There was a residual police presence in Taksim. There were at least two armoured crowd-control trucks with water cannon on them. Yet, to my knowledge there were no deaths. This is in direct contrast to the rash of killings in Egypt which is very lamentable. I had to cancel my time in Egypt and will now just get off in Cairo to change places whole en route to Addis Ababa. I hope that things improve there very soon.
Taksim in on one of Istanbul’s many hills. There is an inclined railway, or funicular, built that goes up to Taksim Square. I’d been walking in the past but decided to try it out. Apparently it opened to much fanfare in 2006. Unfortunately, Chile ruined this for me with the creaky, colourful and fun funiculars of Valparaiso. This one was underground, utilitarian and just outright boring. All future trips were just treks by foot. One evening I was walking down the hill and saw some cool t-shirts at a little store that was perhaps 10’ across. I kept on going but by the bottom of the hill I had a chance to reflect on how I was short on T-shirts. Back up I went. The incline plus the 30-something heat meant I was a sweaty guy. I bought a psychedelic tiger shirt without trying it on because in my current state trying would be the same as buying. At least by not trying it on it would not be stuck on for hours until I found some airconditioning.

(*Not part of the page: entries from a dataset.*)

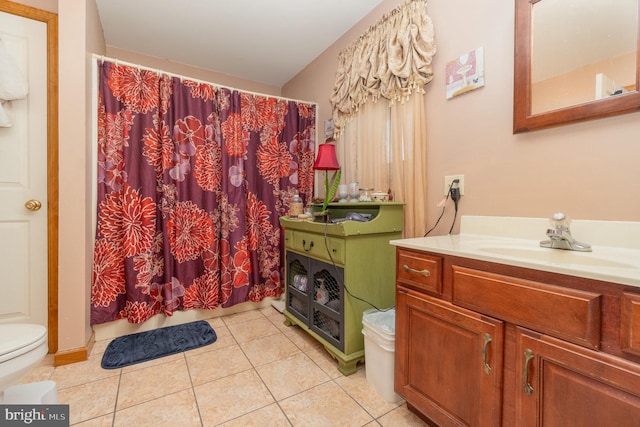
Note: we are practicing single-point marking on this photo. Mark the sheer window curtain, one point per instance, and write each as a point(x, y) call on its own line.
point(378, 108)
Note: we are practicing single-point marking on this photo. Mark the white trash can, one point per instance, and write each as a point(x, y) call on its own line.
point(378, 328)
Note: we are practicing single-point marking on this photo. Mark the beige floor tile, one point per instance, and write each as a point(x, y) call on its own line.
point(82, 372)
point(39, 373)
point(104, 421)
point(90, 400)
point(212, 365)
point(150, 383)
point(252, 329)
point(325, 361)
point(324, 405)
point(178, 409)
point(223, 339)
point(292, 375)
point(99, 347)
point(357, 386)
point(303, 340)
point(231, 397)
point(401, 416)
point(269, 349)
point(242, 317)
point(271, 416)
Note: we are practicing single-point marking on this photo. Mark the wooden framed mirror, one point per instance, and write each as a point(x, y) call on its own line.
point(574, 60)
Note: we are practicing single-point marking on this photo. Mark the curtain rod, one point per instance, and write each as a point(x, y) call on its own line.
point(181, 77)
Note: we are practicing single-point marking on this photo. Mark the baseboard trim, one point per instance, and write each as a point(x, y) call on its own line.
point(75, 355)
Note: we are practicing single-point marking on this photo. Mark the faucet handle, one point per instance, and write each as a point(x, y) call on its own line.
point(559, 219)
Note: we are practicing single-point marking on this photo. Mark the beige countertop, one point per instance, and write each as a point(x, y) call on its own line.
point(615, 255)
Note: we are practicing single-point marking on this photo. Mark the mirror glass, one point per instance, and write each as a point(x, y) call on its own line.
point(574, 60)
point(581, 51)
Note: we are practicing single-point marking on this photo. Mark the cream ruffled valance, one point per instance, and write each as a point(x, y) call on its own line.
point(390, 60)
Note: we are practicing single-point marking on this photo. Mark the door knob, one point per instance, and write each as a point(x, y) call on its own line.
point(33, 204)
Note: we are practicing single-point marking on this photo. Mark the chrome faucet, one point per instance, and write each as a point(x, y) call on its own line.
point(560, 235)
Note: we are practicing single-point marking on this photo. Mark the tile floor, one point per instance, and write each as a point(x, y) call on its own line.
point(259, 372)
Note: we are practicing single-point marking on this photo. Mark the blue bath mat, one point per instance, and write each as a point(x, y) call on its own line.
point(144, 346)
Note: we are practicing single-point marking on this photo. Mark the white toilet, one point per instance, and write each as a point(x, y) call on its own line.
point(22, 347)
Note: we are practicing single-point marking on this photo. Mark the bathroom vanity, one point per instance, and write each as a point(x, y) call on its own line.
point(492, 329)
point(333, 272)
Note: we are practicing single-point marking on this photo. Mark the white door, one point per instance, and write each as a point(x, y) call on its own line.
point(23, 177)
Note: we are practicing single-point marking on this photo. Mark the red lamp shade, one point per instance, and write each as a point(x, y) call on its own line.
point(327, 159)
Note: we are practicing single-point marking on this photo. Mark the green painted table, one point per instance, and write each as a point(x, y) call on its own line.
point(334, 272)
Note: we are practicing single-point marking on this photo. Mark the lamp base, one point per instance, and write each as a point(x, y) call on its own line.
point(321, 217)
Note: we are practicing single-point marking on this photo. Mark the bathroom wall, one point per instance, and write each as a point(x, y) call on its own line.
point(587, 170)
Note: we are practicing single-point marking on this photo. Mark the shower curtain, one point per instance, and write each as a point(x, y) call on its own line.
point(192, 178)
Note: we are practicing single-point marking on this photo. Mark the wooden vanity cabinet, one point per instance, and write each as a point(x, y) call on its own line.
point(498, 345)
point(448, 360)
point(563, 384)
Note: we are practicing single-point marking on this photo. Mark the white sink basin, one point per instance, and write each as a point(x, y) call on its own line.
point(556, 256)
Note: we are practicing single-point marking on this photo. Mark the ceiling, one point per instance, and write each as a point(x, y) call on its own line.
point(264, 41)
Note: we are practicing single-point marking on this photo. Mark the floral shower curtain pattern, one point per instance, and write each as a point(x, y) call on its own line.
point(192, 179)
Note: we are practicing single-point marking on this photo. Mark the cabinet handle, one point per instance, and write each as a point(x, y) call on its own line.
point(487, 341)
point(528, 357)
point(425, 272)
point(304, 244)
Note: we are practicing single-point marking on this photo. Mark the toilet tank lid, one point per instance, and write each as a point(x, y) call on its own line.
point(14, 336)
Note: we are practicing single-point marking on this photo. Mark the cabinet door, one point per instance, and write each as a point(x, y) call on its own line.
point(563, 384)
point(448, 361)
point(299, 290)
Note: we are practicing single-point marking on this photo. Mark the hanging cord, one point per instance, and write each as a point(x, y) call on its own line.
point(326, 245)
point(444, 206)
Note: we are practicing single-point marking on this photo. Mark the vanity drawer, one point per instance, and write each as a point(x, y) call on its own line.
point(312, 244)
point(630, 323)
point(565, 313)
point(419, 271)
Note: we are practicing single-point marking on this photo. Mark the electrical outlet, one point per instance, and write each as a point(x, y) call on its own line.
point(447, 183)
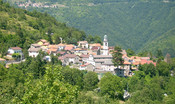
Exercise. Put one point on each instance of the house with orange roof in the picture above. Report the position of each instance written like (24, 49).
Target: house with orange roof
(13, 50)
(43, 43)
(95, 45)
(83, 44)
(69, 47)
(70, 59)
(52, 51)
(87, 66)
(61, 46)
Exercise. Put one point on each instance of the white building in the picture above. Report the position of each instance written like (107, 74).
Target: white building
(13, 50)
(33, 52)
(70, 59)
(83, 44)
(105, 46)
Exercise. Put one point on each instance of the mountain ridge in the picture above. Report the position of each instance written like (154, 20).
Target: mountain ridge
(130, 24)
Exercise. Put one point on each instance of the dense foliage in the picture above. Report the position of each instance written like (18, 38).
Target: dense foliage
(136, 24)
(46, 82)
(21, 28)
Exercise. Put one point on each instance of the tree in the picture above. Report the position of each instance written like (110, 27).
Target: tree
(159, 54)
(90, 81)
(51, 89)
(148, 69)
(117, 56)
(111, 85)
(167, 58)
(163, 69)
(130, 52)
(73, 76)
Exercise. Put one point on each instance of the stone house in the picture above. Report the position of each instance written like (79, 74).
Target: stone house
(13, 50)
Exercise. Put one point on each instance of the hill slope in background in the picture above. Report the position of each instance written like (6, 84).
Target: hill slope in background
(131, 24)
(21, 28)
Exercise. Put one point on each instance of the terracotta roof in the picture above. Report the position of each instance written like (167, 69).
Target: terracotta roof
(77, 49)
(147, 62)
(53, 46)
(85, 64)
(1, 59)
(95, 44)
(34, 49)
(145, 58)
(126, 63)
(100, 56)
(70, 55)
(61, 58)
(61, 44)
(69, 47)
(61, 52)
(35, 45)
(83, 42)
(43, 40)
(52, 50)
(84, 56)
(108, 62)
(94, 48)
(136, 63)
(45, 44)
(16, 48)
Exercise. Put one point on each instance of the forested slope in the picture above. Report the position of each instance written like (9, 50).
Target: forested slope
(19, 27)
(129, 23)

The tiger shirt, it turned out, would have fit a lot better had it not been for me ability to eat street seafood without becoming deathly ill. It is an awfully tight fit. I was not expecting this – I must have accidentally stopped at a place for emaciated tourists. I was hoping to have a place catering to the sturdy Turkish fellows and therefore get something with a lot more breathing room. Who knows, perhaps the African cuisine will have me swimming in the Tiger shirt by the end of August. Well, I sort of doubt that as I know Ethiopian food is very good per the place on Whyte Ave.
I made it to the most famous Turkish bathhouse as well. It’s where you get scrubbed down and massaged with a fair amount of vigor. One blogger describes the attendants on the men’s side (there is no gender mixing allowed) as “men of few words and many pounds.” It was an interesting experience especially since I’d been backpacking for the past six weeks and had some worn-in travel grime. Halfway through the sandpaper style scrubbing the fellow pretzels my arms and does a chiropractic-style body slam. Then is the inquiry”
“I get good tip right?”
I nod enthusiastically. Or defeatedly. Maybe that is what prevented any more amateur chiropractic moves on a huge marble slab. I was relieved either way. About an hour later I was done and ready to head to the showers. All was well. Nope, I was summoned back. There was another scrub down requited. It was getting a little tedious by then but I guess I’d paid for it so why not. Things weren’t terribly comfortable as it was a pumice stone of some sort. Then even less comfortable but I was trying to be a good sport. Then I figured I’d better save my skin in a more literal sense. I squirmed my way out the of the line of attack because it was not much fun. Saying yet to the final scrubbing was a mistake because I left looking rougher than I came, with red scrapes on the eyes and back of the neck. It was my fault for carrying on the tough act too long and for possibly having a pre-existing sunburn that would have been exacerbated.
On my last day I braved the Grand Bazaar and its 4000+ shops. This fellow had some interesting observations about salesmanship and the effective use of humour. It was not as intense as I thought – I made it a full 10 minutes before even aimless wandering before even getting one solicitation. This might be an indication that it’s time to shave. Or perhaps find a better fitting tiger shirt.